Matej Mohoric es de esos ciclistas que llenan la pantalla

En el diccionario de Mohoric no existe la palabra especulación

No hay ciclista como Matej Mohoric ahora mismo en el Giro, no al menos en el grado sumo de espectáculo.

Mochoric llena la pantalla, copa los planos, chupa cámara, monopoliza comentarios, figura en los tweets.

Corre sin complejos, como desgarbado, pero le encanta la primera plaza y da la sensación de darlo todo, sencillamente todo, cuando le da a los pedales.

Y baja, cómo baja. Traza perfecto y saca trecho en cualquier curva.

Que se lo digan a Carlos Betancur, que iba sprintando para seguirle y en un doble viraje camino de Imola, le sacó de rueda.

Mohoric camina por el mismo ciclismo que Iván García Cortina, un ciclismo desinhibido que resulte como resulte, siempre gusta y queda bien.
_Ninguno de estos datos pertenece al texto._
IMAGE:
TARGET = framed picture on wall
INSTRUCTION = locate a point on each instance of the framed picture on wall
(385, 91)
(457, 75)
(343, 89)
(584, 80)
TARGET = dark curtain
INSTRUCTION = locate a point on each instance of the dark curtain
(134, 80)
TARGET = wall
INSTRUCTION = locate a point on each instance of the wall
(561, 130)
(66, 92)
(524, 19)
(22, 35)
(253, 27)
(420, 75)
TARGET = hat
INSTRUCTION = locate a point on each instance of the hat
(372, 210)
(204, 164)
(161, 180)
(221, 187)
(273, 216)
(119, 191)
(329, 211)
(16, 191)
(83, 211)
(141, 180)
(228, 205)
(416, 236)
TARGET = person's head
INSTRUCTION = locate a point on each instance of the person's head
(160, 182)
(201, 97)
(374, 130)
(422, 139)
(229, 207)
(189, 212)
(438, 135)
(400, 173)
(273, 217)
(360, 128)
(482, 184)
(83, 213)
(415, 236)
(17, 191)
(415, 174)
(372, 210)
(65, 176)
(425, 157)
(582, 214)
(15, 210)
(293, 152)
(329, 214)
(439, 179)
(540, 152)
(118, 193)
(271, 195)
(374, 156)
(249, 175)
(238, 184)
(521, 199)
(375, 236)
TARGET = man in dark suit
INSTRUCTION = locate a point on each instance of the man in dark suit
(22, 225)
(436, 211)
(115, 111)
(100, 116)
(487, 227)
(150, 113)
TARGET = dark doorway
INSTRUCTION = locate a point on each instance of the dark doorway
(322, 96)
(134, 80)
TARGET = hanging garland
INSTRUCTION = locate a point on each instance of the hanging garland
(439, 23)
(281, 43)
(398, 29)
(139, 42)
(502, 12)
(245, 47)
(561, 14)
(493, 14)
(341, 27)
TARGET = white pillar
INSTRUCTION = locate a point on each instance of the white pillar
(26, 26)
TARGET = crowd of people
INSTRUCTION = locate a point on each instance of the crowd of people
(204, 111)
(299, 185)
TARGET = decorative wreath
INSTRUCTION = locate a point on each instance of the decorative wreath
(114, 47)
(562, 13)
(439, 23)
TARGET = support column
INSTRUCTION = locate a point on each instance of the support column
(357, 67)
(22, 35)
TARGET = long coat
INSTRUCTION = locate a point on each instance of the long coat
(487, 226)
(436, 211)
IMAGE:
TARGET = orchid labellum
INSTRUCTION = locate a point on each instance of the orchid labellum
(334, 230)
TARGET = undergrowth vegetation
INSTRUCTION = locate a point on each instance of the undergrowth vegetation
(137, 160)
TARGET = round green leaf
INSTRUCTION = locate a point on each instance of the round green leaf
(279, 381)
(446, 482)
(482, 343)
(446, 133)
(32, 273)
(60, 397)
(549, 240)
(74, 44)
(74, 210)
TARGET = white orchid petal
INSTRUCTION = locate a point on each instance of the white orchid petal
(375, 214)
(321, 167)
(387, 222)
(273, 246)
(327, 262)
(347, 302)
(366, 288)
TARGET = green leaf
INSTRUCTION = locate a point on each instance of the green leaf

Matej Mohoric en el ciclismo del este

Es curioso, no hay muchos ciclistas en la elite de los países llamados del este.

Pero los que  hay son muy buenos y algunos comprometidos con hacer más pasable el tedio que en ocasiones nos ofrece el ciclismo.

Es la generación encabezada por Peter Sagan, ciclista que parece inspirar, y mucho al propio Mohoric.

Son corredores que no esconden, que se muestran, que llenan la escena.

Otro en ese sentido, Michal Kwiatkowski, polaco, pero cuando está en forma el ciclista que queda bien con todo.

El ciclista que gana el mundial bajo la lluvia, el ciclista que amarga los sprints a Sagan, el ciclista que vuela en el Galibier…

Dominio de escena, efectista.

Como el rodillo esloveno, Primoz Roglic, corredor que bebe de la fuente de Tom Dumoulin, que nos retrotrae a los tiempos que el ciclismo era un juego de equilibrios con oportunidades para todos.

Como el polivalente Zdenek Stybar, checo, de ciclocross, un placer verle rodar, omnipresente, y muchas veces trabajando para terceros. Un tipo que hace equipo.

Incluso Roman Kreuziger, baluarte para Simon Yates en los kilómetros de la basura y el «hacedor» de los instantes previos al ataque del inglés.

Hablaríamos también de Jan Barta, el eterno escapado checo, de Luka Mezgec, el esloveno volador, Petr Vakoc, con sus clásicas buenas

Diría además que la mano derecha de Sagan es Bodnar, polaco, que le ha seguido a todos los sitios, como Horrillo a Freire.

Y es que en este somero vuelo a media altura, sólo uno desentona, Rafa Majka, quien, al contrario de los citados, hace de la especulación un arte.